HER YIL 10 ANNEYE İDAM CEZASI
Tarihçilerin neredeyse tamamının evli olmayan annelerin veya evli olan kadınların yargılandığı ceza davalarının kayıtlarına güvendiklerini öne süren Prof. Dr. Ülgen, “Doğal olarak kocalarının doğurmalarını istemediği çocukları taşıyan bu kadınlar, hamileliklerini saklıyorlardı. Böylece zamanla mahkemeler bekarlara karşı tavır almaya başladılar. Hatta öyle bir hale geldi ki neredeyse sadece annelerin yalnızca yeni doğanı kasten öldürdükleri düşünüldü” ifadelerini kullandı. Prof. Dr. Ülgen çocuk katli davalarına şöyle örnek verdi:
“Basit bir terk ediş, karşılaştırılabilir bir suç değildi. Hatta bu yüzden parlamentonun yargı yetkisinde olacak şekilde 16. yüzyılın sonlarında Paris’te yargıçlar, 8 milyonluk geniş bir bölgede her yıl yaklaşık 10 anneye idam cezası verilmesini onaylamışlardı. Bu durum dayanılmaz bir hal aldı. Evli olmayan kadınlar, özellikle ilişki kurmaktan çok mutlu olan kadın komşuları tarafından hatırı sayılır bir gözetim altında tutuluyorlardı. Hatta şüphelerini yargıçlara iletiyorlardı. Ancak çocuk öldürme soruşturmaları daha çok katı kanunlar kapsamındaydı.”
‘CEZA GÖRMEDEN ÖLDÜREBİLİYORDU’
Yenidoğan katli denilen ‘neonatisit’in zaman zaman yaygın bir uygulama olduğunu dile getiren Prof. Dr. Pınar Ülgen, “Bazı durumlarda evli kadınlar istenmeyen hamileliklerinden doğan bebekleri ceza görmeden öldürebiliyordu. Bunun geçmişi Antik Çağ’a kadar uzanıyor” dedi.”Yaklaşık M.Ö. 4000 ila 2000 yıllarına tarihlenen Babil ve Keldani uygarlıklarına ait kayıtlar, bebek öldürmeye ilişkin en eski yazılı tarihsel referansları oluşturuyor. Ancak antik kültürlerdeki bebek öldürmeye ilişkin belki de en zengin tarihsel kayıtlar antik Yunanistan ve Roma’dan geliyor” diyen Prof. Dr. Ülgen, nüfus kontrolünden gayri meşruluk gibi bazı eylemleri haklı çıkarmak için kullanılan gerekçelerle toplumlarda bebek öldürmenin yaygın olarak uygulandığının açıkça görüldüğünü söyledi.
“Roma hukukuna göre çocuk öldürme sivil bir erdem veya zorunluluk olmaktan çok özel bir mesele haline geldi.

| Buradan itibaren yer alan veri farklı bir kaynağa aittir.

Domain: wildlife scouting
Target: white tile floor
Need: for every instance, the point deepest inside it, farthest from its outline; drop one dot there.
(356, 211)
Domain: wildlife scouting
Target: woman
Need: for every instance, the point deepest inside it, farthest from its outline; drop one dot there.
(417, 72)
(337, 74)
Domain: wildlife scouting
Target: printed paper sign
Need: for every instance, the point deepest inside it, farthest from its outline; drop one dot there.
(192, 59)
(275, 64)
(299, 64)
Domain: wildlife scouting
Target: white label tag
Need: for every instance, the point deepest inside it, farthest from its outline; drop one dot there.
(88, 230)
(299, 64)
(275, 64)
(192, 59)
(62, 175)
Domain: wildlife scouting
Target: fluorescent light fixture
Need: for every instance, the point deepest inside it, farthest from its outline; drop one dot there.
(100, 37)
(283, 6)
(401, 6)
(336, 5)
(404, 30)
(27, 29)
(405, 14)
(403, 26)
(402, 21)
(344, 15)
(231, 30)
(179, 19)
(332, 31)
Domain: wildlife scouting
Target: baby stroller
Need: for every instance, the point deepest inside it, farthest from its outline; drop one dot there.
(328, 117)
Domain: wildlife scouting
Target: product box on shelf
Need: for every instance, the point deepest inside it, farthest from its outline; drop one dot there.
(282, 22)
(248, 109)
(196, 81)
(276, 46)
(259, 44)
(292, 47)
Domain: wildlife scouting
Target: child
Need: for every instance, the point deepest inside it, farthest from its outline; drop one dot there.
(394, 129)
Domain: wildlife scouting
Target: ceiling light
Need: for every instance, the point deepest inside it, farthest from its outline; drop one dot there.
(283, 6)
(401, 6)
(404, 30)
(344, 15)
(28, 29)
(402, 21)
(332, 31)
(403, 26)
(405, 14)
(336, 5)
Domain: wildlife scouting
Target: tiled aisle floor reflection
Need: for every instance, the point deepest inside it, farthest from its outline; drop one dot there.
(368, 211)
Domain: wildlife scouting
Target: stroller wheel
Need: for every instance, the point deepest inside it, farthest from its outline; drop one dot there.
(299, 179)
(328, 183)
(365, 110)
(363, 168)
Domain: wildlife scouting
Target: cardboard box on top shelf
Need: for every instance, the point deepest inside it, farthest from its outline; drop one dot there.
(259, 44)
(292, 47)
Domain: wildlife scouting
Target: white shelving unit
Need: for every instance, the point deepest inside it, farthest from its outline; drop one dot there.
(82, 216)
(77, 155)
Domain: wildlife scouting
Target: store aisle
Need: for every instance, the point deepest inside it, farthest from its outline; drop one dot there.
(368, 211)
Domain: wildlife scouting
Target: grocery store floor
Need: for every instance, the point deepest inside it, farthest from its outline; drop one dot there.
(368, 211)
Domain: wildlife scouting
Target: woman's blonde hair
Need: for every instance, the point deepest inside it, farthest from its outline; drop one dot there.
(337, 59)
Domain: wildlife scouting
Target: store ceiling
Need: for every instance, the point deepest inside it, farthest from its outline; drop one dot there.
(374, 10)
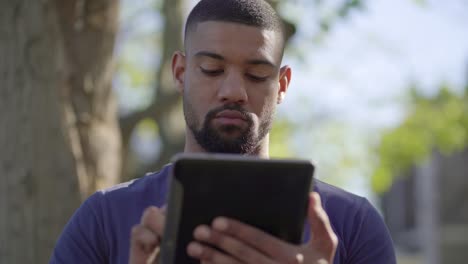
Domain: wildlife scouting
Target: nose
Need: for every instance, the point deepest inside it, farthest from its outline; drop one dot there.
(233, 89)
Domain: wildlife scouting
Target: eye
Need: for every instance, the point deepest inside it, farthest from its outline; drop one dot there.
(256, 78)
(210, 72)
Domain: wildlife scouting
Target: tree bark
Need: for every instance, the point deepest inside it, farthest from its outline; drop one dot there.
(59, 136)
(89, 28)
(166, 109)
(38, 176)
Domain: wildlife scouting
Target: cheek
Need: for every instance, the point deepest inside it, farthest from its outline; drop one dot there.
(263, 101)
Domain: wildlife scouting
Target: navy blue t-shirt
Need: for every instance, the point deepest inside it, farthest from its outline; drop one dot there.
(99, 231)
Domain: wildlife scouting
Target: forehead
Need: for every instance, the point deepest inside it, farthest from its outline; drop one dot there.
(234, 41)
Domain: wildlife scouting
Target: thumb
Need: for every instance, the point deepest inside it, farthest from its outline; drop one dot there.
(323, 238)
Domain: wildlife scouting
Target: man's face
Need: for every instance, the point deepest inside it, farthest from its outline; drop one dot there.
(230, 85)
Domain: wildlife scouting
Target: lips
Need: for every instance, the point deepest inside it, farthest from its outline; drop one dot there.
(231, 118)
(231, 114)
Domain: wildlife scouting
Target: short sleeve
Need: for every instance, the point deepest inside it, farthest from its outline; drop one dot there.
(371, 242)
(83, 240)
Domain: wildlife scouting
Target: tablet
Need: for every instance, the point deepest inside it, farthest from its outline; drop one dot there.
(271, 195)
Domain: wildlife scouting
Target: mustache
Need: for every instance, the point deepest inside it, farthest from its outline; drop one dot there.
(232, 107)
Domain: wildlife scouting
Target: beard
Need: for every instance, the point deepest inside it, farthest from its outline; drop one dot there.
(212, 139)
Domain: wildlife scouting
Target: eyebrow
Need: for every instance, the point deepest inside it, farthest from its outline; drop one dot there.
(219, 57)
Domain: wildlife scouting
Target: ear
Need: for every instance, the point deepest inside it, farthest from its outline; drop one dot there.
(284, 80)
(178, 70)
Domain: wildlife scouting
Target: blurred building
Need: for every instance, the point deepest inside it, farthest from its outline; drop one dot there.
(427, 210)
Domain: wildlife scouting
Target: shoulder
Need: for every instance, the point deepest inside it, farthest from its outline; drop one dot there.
(98, 230)
(151, 187)
(340, 203)
(363, 235)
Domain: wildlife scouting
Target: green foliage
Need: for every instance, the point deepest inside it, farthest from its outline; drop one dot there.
(438, 123)
(279, 139)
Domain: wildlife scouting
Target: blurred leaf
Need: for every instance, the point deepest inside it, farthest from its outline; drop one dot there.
(279, 139)
(438, 123)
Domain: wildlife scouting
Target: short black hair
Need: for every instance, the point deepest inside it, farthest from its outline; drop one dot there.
(257, 13)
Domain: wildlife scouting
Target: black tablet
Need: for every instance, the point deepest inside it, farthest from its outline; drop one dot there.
(271, 195)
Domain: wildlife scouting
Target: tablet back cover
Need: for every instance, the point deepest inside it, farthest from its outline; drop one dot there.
(271, 195)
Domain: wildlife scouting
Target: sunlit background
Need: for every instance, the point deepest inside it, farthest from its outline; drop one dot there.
(378, 91)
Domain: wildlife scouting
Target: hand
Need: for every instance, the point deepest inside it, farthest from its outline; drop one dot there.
(146, 236)
(246, 244)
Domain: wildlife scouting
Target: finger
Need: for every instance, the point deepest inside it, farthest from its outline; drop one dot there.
(207, 254)
(144, 245)
(153, 218)
(230, 245)
(323, 237)
(267, 244)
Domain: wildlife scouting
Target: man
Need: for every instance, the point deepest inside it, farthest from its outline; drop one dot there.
(231, 80)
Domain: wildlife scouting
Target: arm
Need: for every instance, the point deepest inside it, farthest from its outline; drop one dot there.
(83, 239)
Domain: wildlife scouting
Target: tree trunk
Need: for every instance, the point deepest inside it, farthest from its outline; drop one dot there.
(59, 137)
(166, 109)
(38, 176)
(89, 28)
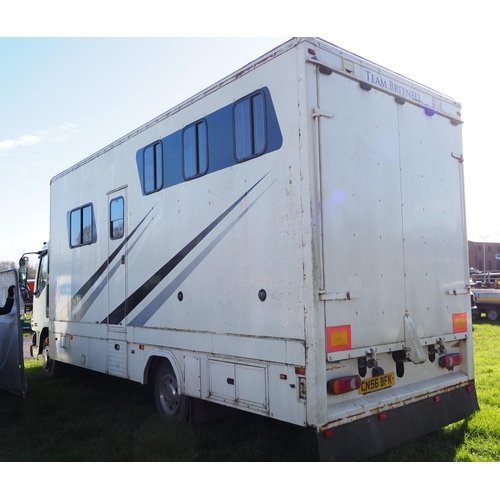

Babalara, ev içi görüş alanlarına giren tüm konuları yönetmeleri için mutlak yasal yetki verildi” diye konuşan Prof. Dr. Pınar Ülgen, tarih içinde bebek ölümlerinin önüne geçmek için alınan önlemleri şöyle sıraladı:
“Örneğin İtalya’da kilise, evli olmayan annelere yeni doğan bebeklerini yaklaşık olarak sayısı bin 200’e ulaşan yetimhanelerden birine teslim etmeleri için baskı yaptı. Hristiyan dindarlığının tezahürleri olarak yetimhane sistemi, öncelikle evli olmayan annelerin topluma yeniden kazandırılmasıyla ilgiliydi ve kurumlar, bu bebeklerin anneleri tarafından bir utanç ve yaşamlarına bir engel olarak görülmesini önlemek için onların emzirilme masraflarını dahi karşılayacaktı. Zamanla yerel ceza adaleti uygulama mekanizması, çocuk cinayeti zanlılarını aramaya ve cezalandırmaya başladı. Bunun yanı sıra alınan tedbirler kapsamında bu tarz doğumları yaptıran hastaneler de kuruldu. Bu hastanelerden bazıları, 18. yüzyıldan itibaren bebeklerini geri almayı ümit eden meşru çiftlerin çocuklarını da kabul etti. Bunun yanı sıra bazı din adamları önlem alınmazsa evli annelerin yeni doğan bebekleri uykularında boğabileceğinden korkuyordu.”
Kanadalı tarihçi Gregory Hanlon’ın kaleme aldığı ‘Death Control in the West 1500-1800’ (Batı’da Ölüm Kontrolü 1500-1800) adlı kitap, erken modern Avrupa’da bebek öldürmenin sanılanın aksine çok daha yaygın bir uygulama olduğunu ortaya çıkardı.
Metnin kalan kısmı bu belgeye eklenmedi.